Si bien qu’au moment d’attaquer la saison 1953-54, pas de trace de Marques dans le roster. Silence radio de la part de Saperstein qui essaie de garder ce départ secret pour s’en sortir avec une pirouette en tentant de refourguer le contrat – pourtant fini – de Marques à une franchise NBA. Quand il se rend compte que la rupture est actée dans la tête de son joueur, il communique pour rejeter la faute sur celui qui a osé lui tenir tête. En rejetant la faute sur son joueur ou sur la législation. En appelant ses contacts dans la presse pour mettre la pression à Haynes. Mais rien n’y fait. Le 31 octobre 1953, soit six ans après son arrivée à son premier camp d’entraînement, Marques Haynes quitte le Black Five.

Les détails exacts ne sont jamais sortis sur les raisons de ce départ, Haynes ne s’exprimant guère sur ce sujet. Mais selon plusieurs sources, il était bien en fin de contrat, et il a refusé la nouvelle offre de Saperstein dont certaines clauses ne lui convenaient point. Pour autant ces désaccords contractuels ou juridiques ne justifient pas à eux seules la rupture. Le malaise est bien plus profond qu’une question d’argent ou de contrat. Elle illustre parfaitement le peu d’estime de Marques Haynes envers son désormais ancien employeur.
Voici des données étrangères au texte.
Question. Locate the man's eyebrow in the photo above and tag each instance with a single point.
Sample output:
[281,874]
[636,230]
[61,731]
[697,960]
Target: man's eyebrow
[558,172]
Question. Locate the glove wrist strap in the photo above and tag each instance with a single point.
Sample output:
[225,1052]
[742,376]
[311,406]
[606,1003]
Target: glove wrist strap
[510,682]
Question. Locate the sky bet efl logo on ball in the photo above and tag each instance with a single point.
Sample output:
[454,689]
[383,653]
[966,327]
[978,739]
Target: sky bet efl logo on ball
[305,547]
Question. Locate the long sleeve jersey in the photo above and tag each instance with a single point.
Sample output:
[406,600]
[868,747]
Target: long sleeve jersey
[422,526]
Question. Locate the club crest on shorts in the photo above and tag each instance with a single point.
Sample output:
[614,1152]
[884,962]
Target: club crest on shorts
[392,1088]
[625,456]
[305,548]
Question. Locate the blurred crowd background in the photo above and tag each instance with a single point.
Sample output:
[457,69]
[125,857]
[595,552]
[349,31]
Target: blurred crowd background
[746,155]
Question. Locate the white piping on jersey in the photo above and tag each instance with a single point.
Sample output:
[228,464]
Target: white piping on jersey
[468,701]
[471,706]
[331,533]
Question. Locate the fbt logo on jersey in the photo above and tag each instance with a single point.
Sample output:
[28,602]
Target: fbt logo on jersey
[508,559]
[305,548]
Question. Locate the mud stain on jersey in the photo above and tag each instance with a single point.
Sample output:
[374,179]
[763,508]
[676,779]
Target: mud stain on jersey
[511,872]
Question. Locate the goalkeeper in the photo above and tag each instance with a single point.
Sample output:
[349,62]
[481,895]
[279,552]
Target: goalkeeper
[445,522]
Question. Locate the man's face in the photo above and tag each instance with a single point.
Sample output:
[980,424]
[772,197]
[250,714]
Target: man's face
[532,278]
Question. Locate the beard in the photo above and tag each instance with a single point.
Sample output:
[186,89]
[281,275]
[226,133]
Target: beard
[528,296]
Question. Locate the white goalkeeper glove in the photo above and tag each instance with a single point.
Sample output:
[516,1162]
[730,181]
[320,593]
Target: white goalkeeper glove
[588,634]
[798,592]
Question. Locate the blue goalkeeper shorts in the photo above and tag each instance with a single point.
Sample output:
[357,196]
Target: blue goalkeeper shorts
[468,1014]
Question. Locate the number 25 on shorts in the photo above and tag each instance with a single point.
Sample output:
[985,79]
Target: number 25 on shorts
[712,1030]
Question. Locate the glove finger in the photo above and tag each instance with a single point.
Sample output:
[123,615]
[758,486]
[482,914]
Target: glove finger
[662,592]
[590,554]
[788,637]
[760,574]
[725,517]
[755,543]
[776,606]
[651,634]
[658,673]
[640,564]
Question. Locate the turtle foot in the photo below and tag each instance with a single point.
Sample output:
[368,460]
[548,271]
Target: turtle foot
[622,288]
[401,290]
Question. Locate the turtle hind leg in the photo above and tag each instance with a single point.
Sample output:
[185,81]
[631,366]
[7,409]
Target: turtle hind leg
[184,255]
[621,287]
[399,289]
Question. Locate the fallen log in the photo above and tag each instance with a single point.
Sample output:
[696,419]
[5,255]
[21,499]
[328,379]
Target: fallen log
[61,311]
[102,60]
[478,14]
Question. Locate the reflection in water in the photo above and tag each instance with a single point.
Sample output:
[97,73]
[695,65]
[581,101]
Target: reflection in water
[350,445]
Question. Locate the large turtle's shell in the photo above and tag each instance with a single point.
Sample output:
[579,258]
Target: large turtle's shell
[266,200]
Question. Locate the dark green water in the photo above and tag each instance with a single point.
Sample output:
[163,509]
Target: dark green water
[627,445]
Une nouvelle aventure et un comeback

Il rentre alors dans son Oklahoma natal se ressourcer. Puis il repart en tournée, montant sa propre équipe de barnstorming, malgré une offre alléchante venue des Philadelphia Warriors, en NBA. Mais qui trouve-t-on dans les actionnaires de Phily à l’époque ? Abe Saperstein ! C’est donc au sein des Harlem Magicians qu’il continue de vivre de sa passion, pour s’offrir une carrière de plus de quarante années. Quatre décennies durant lesquelles il joue plus de douze mille matchs dans une centaine de pays, avant de prendre une retraite bien méritée en 1992. Du gymnase de Booker T. Washington High School de Sand Springs jusqu’à des enceintes comme le Madison Square Garden en passant par des villages reculés d’Afrique ou encore au milieu des lois Jim Crow, il a enjaillé la planète basket, offrant ses dribbles au monde entier.

En repassant dans les années soixante-dix par la case Globetrotters, avec la double casquette entraîneur-joueur. À ce moment-là, Saperstein n’est plus de ce monde. Malade depuis un bon moment, il est décédé en 1966. Marques Haynes s’en est bien assuré en assistant aux funérailles, comme un résumé de l’histoire entre les deux hommes

Je voulais être sûr qu’il ne ressorte pas du cercueil. […] Ok, je l’ai aussi fait par respect.

Une relation bien fissurée suite aux actions en justice intentées par Abe. Mais qui n’ont mené à rien, un juge fédéral ayant mis fin à celles-ci avant le décès de Saperstein. Le tout en demandant clairement au proprio des Trotters de cesser d’importuner et de tenter de ruiner son ancien joueur.

Marques Haynes est désormais lui aussi au ciel, mort le 22 mai 2015. On l’imagine volontiers continuer à dribbler ou se faire un petit Magic Circle avec d’autres anciens membres des Globetrotters, comme lors de son intronisation au Hall of Fame en 1998. Une entrée qui a fait de lui le premier à rejoindre le Panthéon du basket pour son œuvre en tant que joueur des Trotters.